I was pretty pleased when I heard our book club selected this novel for our January read. After all, wasn't "Room" amazing and clever and unlike anything you'd ever quite read before?
Alrighty then! It took only about 20 pages to realize this was no "Room". The first thing I had to do was look up what a "Slammerkin" actually was (a term used for a "loose dress" as well as a "loose woman"). I was plunged into the mid-1700's, so...historical fiction? Not at all what I was expecting, but why not?
Synopsis: Mary Saunders was born into a working-class family in the mid-1700's, daughter of a seamstress and a step-father that didn't pay her much attention. Mary was always one to admire quality clothing and finery, and was convinced it would be her ticket to a better life. Unfortunately, her desire for a pretty red bow led her down a path of no return, and at the age of 14 was on the streets, earning her living as a prostitute so she could possess these clothes. An unfortunate set of events sends her scurrying to her mother's childhood home of Monmouth, where a few well-selected lies land her a job as a seamstress for a dress shop owned by a respectable middle-class family. Mary's ambition cannot be tamed, however, and despite a new start with a new life, she turns back to old habits, and it ultimately leads to her undoing.
Loosely based on a true story, the author departs her regularly-traveled path deep into historical fiction.

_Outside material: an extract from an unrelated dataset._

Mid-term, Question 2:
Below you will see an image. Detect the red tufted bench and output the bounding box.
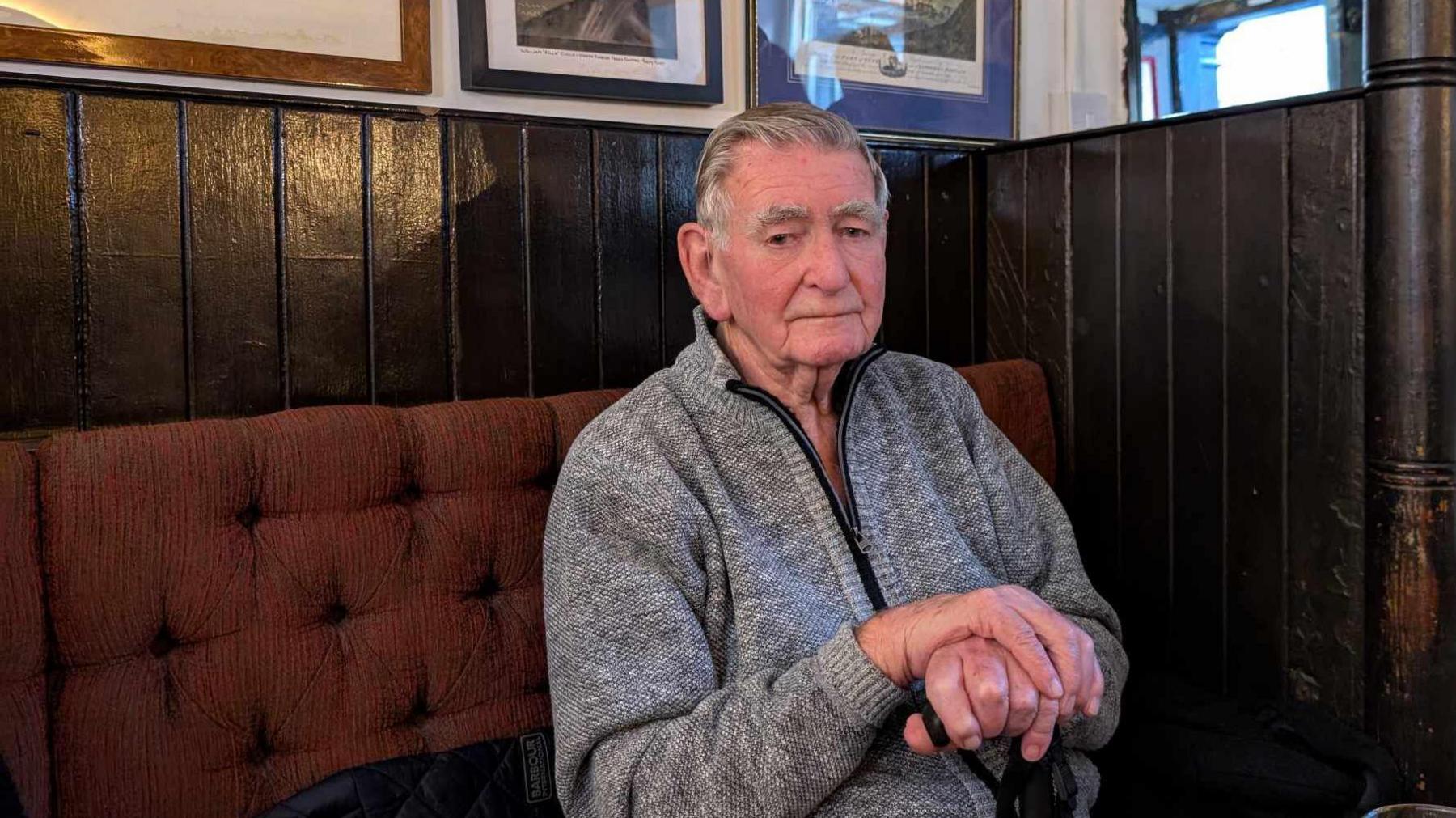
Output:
[0,361,1054,818]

Rich in texture with intricate detail provided on the underbelly of London in the 1700's, class, race and gender stratification, and fashion, Donaghue has obviously done her homework and brings it to life for the reader. She also leads us by the hand to the dark side of ambition, greed, narcissism and their consequences.
My thoughts: Whatever I thought I was getting with this book, it wasn't this. To this moment, I am still not completely sure if I liked it or not. Let me try to explain.
On the positive side, the setting is incredibly real. If you were ever a geek like me and wished you could time travel back to this period, this is your chance. It isn't always pleasant, granted, but the filth, the depravity, the rats, the diseases, public hangings, the boarding houses, the drunks looking for a quick trick in a dark, reeking alley...you are there. What magnified these images for me was seeing "Les Miserables", and the prostitutes in that movie. Time periods were slightly different, and the cities were different, but that was how I imagined it. This part of the book was enthralling.
In the first half of the book, the story is narrated by Mary. So we are only getting her side of the story. Still, even in her own words, girlfriend is not all that likable. She is immature, self-absorbed, and superficial. But she is scrappy, and one small part of me admired her pluck. She was a survivor if nothing else.
In the second half of the book, once Mary escapes to Monmouth, the narrative opens up and we get some other perspectives from characters within Mary's toxic orbit. For me, the clouds parted and we see her for the despicable bitch that she is. With the swish of a hip or the purse of her lips, she would ruin the most decent person's life for the betterment or pleasure of herself. It wasn't hard to figure out what her fate would be, and that was just fine by me.
At the end, I was also left feeling empty-handed. I wasn't sure what the bigger message was here, except that maybe...Karma is ruthless? Bad decisions have consequences? There are other things more important than pretty clothes? It was a page-turning read, absolutely, with plenty of stomach-turning descriptions, lewd behavior, and colorful characters. But the complete package lacked something important. I also finished the story feeling...slimy and unsettled.
So did I like it? It was compelling. The period was fascinating. But I was glad to move on after it was over.